Barry W. Goy, MD, physician, Radiation Oncology, Kaiser Permanente, discusses the potential benefit of adding 6 months of neoadjuvant androgen deprivation therapy (ADT) to external beam radiation therapy (EBRT) for patients with intermediate-risk prostate cancer, according to a retrospective analysis of 15-year outcomes.
Data presented at the 2025 Genitourinary Cancers Symposium indicate that, despite 48% and 51% of patients experiencing biochemical failure after treatment with short-term neoadjuvant ADT with EBRT vs EBRT alone, respectively, prostate cancer–specific survival (PCSS) remained favorable over 15 years of follow-up. At 10 years, approximately 4% of patients died from prostate cancer; by 15 years, this percentage increased to 9% (P = .67), reflecting a relatively low mortality rate from prostate cancer despite biochemical recurrence.
Analyzing results from prior randomized studies investigating the addition of 6 months of ADT to radiation therapy highlighted further discrepancies in outcomes, Goy asserts. Although biochemical failure rates were lower in the randomized trials due to shorter follow-up periods of 7 to 10 years, PCSS in the radiation-alone arms of these studies was notably worse, he states. For patients receiving combined ADT and radiation therapy in these trials, PCSS outcomes were comparable to those observed in the current analysis, Goy notes.

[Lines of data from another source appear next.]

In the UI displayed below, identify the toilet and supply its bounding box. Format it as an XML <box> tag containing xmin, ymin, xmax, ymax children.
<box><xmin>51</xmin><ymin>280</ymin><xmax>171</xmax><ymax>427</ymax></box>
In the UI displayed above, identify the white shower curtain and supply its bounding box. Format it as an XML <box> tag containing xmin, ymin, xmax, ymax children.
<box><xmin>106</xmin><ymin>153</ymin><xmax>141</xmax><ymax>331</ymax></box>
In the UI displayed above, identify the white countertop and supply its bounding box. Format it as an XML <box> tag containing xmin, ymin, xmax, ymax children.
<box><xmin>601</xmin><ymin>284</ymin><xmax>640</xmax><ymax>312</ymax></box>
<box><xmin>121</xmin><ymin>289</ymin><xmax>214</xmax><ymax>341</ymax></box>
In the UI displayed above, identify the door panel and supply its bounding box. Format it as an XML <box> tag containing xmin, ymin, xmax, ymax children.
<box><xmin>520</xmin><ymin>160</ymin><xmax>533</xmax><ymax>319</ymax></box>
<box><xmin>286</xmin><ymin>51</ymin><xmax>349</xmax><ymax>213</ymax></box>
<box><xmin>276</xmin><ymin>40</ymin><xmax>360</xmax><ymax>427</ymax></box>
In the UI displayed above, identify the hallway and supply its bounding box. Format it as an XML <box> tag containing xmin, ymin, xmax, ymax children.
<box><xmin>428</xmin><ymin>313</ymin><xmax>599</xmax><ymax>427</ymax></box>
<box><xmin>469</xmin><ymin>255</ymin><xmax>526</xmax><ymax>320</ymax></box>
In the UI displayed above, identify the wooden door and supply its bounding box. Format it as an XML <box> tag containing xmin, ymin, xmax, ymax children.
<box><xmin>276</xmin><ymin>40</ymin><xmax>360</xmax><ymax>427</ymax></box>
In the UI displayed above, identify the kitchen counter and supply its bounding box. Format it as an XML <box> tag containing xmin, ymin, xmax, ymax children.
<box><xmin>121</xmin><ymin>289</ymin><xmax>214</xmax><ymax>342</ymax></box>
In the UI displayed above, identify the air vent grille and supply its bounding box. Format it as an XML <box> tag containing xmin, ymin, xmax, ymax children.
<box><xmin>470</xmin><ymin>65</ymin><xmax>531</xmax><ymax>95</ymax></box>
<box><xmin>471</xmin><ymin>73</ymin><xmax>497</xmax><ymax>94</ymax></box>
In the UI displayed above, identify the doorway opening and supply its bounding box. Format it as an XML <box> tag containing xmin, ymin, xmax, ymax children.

An apparent discrepancy exists between these results and those from prior randomized trials, such as the Harvard study, where approximately 19% of patients in the control arm died from prostate cancer (P = .02). This divergence raises questions about why patients in the control arms of other randomized studies exhibit poorer PCSS outcomes.
Goy noted that the lower prostate cancer mortality rate observed in this long-term analysis aligns more closely with his own clinical experience, suggesting potential differences in patient selection, treatment delivery, or follow-up protocols across institutions. These findings underscore the durability of PCSS with radiation therapy, although the benefit of adding 6 months of short-term ADT remains unclear, he emphasizes. Accordingly, future analyses are needed to better understand the factors contributing to variable outcomes in randomized trials, Goy concludes.